*2022 stock.* Leone is the first meeting of electric guitarists Loren Connors and Oren Ambarchi. It’s somewhat surprising it’s taken this long as these two are connected by ongoing collaborators, like Jim O’Rourke and Keiji Haino. Connors, for more than 40 years, has continued to develop an iconic sound tethered to radical permutations of the blues. Ambarchi’s own multi-decade transfiguration of the guitar inhabits a rarefied realm of abstracted tones and dissonance pitched between improvisation and composition.

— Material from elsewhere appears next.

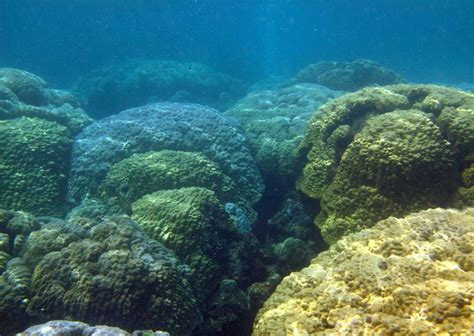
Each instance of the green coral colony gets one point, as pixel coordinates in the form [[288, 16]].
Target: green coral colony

This album, like its title, is a sum of parts: solo performances by Connors and Ambarchi bookend a duo. On “Lorn,” Connors unravels an aggressive ternary form, with an opening section wrapped in distortion and extreme phasing that contrasts against ghostly, distant single notes. This side-long piece is a dramatic six-string reimagination of Connors’ beloved vocal arias. Ambarchi’s “Nor,” supplants a guitar performance with melodic, shifting organ-like tones that are swallowed into a fluttering, glitchy squall. The harmonics and pace is similar in complexity to Ambarchi’s most recent album, Simian Angel (Editions Mego).
On “Ronnel,” the duo, each audio landscape created by the two slowly rotates and overlaps the other. Connors’ lightly traced blue and black notes are boldly punctuated by Ambarchi’s bright bass-like pulses and ebullient synthy colors. It’s as if each is drawing the others’ portrait on opposite sides of a translucent sheet.